While I usually consign any album claiming to be “genre defying” immediately to the dustbin, the unique sound of Bandrowski’s Rhumba Defense will delight rather than offend our readers, and is more appropriate to a traditional jazz fest stage than several of the most widely booked acts you’ll currently find on the circuit. It is a sound that has an undeniable trad sensibility, but pulls in the rest of New Orleans along for the ride with groovy Caribbean rhythms, some funky squeals, and even a little country in the form of an amazing cover of Hank William’s “I’ll Never Get Out of this World Alive.”

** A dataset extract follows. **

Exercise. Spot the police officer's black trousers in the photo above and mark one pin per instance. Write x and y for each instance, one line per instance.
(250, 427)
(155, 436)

They build all those layers of sound from a standard jazz band instrumentation: the front line consists of Mark Braud on trumpet, Tom Fischer on clarinet, and Charlie Halloran on trombone joined by Nobu Ozaki on bass and Doug Belote on drums. Bandrowski’s tenor banjo can be heard thoughout, while this is not a banjo focused album he is, as you might expect a very impressive player.

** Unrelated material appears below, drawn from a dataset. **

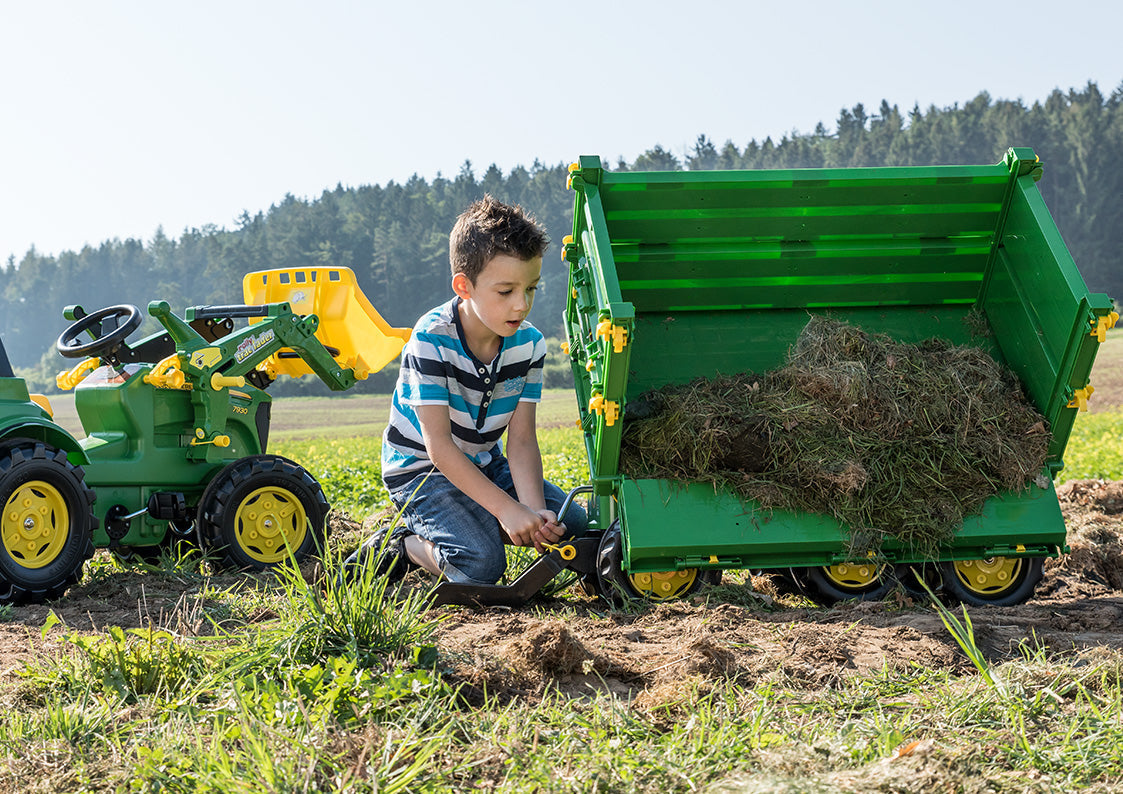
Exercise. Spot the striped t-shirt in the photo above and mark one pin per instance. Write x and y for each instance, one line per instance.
(439, 370)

This is modern New Orleans good time music encapsulated and it is hard to imagine a person who wouldn’t enjoy it. “The Long Face,” at almost seven minutes, introduces the band’s unique style, ending in a blaze of horns that primes you for the treats in store. “Ay Cosita Linda” most directly connects the spirit of New Orleans with the spirit of the Caribbean, something trombonist Charlie Halloran has specialized in recently.
For the jazz fan there are fiery renditions of “Runnin’ Wild” and a truly spectacular “Dippermouth Blues” where everyone gets a turn to strut. “Put on Your Old Grey Bonnet” uses an arrangement from a Pete Fountain album Bandrowski’s father owned. “Shout ’Em Aunt Tillie” brings it back to the blues and is at once the most traditional and genre defying in that it just about anyone would want to claim it as their own.
The familiar top line of “Skylark” soars above a South American rhythm, and was, while not as fun as some of the other tracks, perhaps my favorite. The album closes out slow and contemplative of the good time just had on Jamaican band The Slickers’ “Johnny Too Bad.” For fans of New Orleans, the city, its people, its music especially, this is an album you will thoroughly enjoy.